Rev Port Med Geral Fam vol.39 no.5 Lisboa oct. 2023  Epub 31-Oct-2023

https://doi.org/10.32385/rpmgf.v39i5.13938 

Legado de medicina geral e familiar

Mário Moura - O mestre que ensina pelo exemplo

Eduardo Mendes1 

1. Médico de Família, reformado. Portugal.


“O Médico que apenas sabe Medicina, nem Medicina sabe.”

Abel Salazar

1889 - 1946

Não foi uma escolha fácil, nem, ao início, consensual. Estamos no primeiro semestre de 1983. Estava a tomar corpo a criação de uma associação de médicos de Clínica Geral que fosse uma entidade aglutinadora, que produzisse um corpo teórico coerente, que interagisse com as outras especialidades médicas, que fosse uma força representativa, que actuasse como grupo de pressão e que fosse reconhecida nacional e internacionalmente, o que viria a concretizar-se em Maio desse ano com a fundação da Associação Portuguesa de Médicos de Clínica Geral.

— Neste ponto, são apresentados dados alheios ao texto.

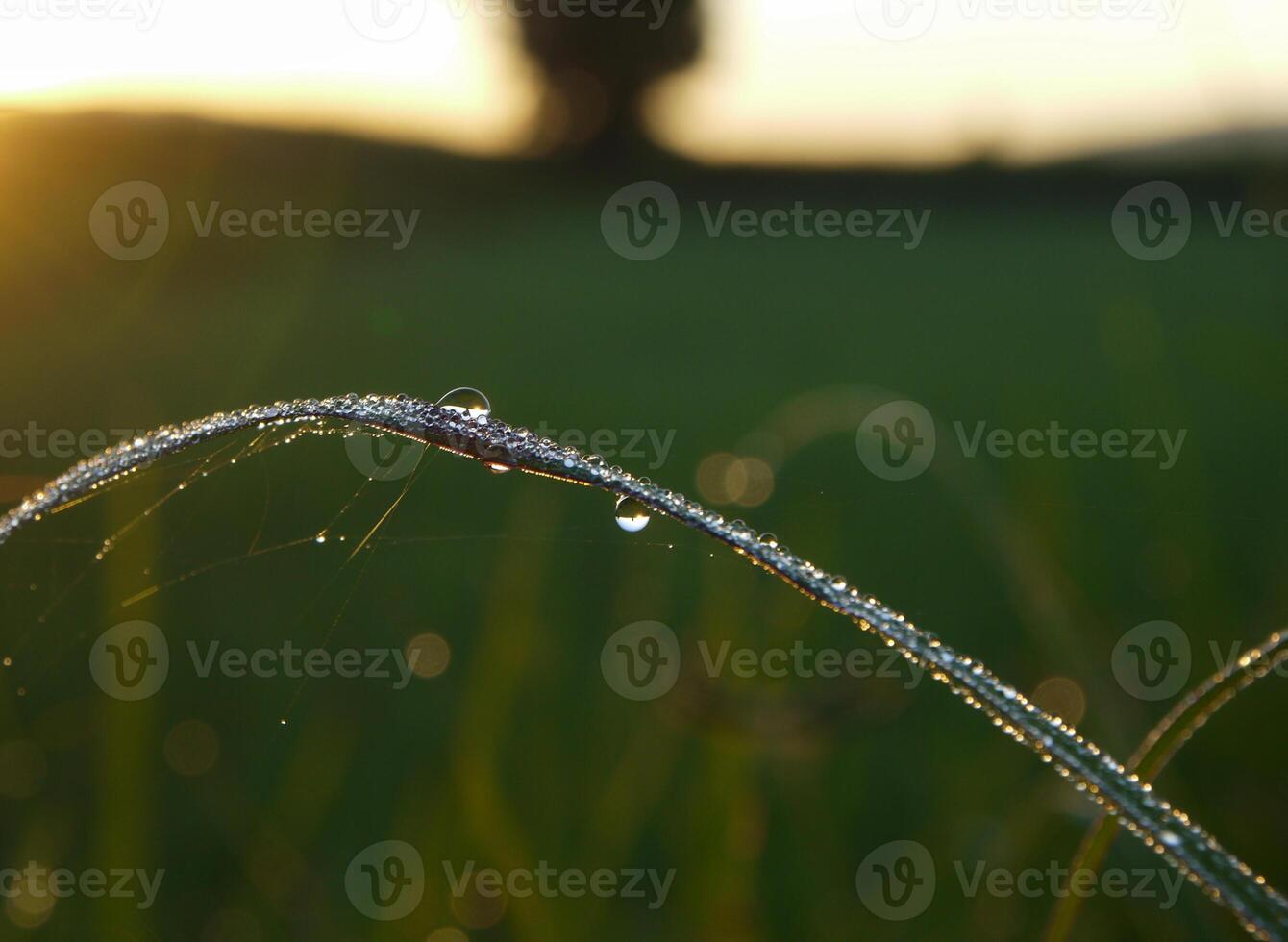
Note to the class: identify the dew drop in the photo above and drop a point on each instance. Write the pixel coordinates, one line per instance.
(469, 401)
(632, 514)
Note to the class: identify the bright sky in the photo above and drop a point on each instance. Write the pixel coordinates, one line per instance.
(907, 82)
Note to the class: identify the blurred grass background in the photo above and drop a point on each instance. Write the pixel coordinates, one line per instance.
(764, 795)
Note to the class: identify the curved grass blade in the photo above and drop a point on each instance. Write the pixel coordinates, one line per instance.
(1156, 749)
(1169, 831)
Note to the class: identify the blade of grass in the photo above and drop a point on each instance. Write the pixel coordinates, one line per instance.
(1169, 831)
(1156, 749)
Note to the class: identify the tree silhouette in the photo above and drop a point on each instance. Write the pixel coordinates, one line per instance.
(598, 68)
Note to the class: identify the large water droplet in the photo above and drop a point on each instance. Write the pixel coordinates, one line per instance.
(632, 514)
(466, 400)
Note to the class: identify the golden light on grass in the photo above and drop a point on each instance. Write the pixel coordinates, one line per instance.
(726, 479)
(1061, 697)
(428, 654)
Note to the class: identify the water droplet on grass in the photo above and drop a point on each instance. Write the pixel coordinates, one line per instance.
(469, 401)
(632, 514)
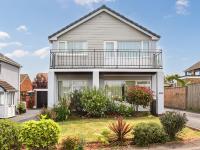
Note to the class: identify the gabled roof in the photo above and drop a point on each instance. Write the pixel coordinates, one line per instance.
(98, 11)
(6, 86)
(194, 67)
(5, 59)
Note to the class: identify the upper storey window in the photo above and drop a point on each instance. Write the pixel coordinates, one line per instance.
(72, 45)
(133, 45)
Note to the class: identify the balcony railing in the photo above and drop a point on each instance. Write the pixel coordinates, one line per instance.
(77, 59)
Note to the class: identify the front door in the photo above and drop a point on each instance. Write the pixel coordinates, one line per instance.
(110, 53)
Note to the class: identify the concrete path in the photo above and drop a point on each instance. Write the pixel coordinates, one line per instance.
(188, 145)
(193, 118)
(30, 114)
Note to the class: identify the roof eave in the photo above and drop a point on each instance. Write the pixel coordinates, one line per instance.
(54, 36)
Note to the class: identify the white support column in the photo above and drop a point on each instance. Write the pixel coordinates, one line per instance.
(95, 79)
(160, 93)
(158, 88)
(52, 88)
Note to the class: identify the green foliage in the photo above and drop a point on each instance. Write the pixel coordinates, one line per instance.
(71, 143)
(94, 102)
(49, 113)
(119, 109)
(62, 109)
(21, 107)
(149, 133)
(139, 96)
(9, 135)
(173, 122)
(104, 137)
(120, 129)
(39, 135)
(75, 102)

O grupo alargado de jovens médicos, responsável por este movimento fundacional, tinha de encontrar um Colega da área dos Cuidados Primários, prestigiado, respeitado, reconhecido interpares e pela sociedade, que assumisse a Presidência da Direcção da novel associação.

Entre outros foi sugerido, por Colegas da região de Setúbal, o nome de um médico experiente, maduro, prestigiado, que pela força e influência do seu exemplo pessoal, profissional e cívico, reunia, no seu entender, as condições que se pretendiam para um Presidente da Associação profissional e científica que estava a nascer.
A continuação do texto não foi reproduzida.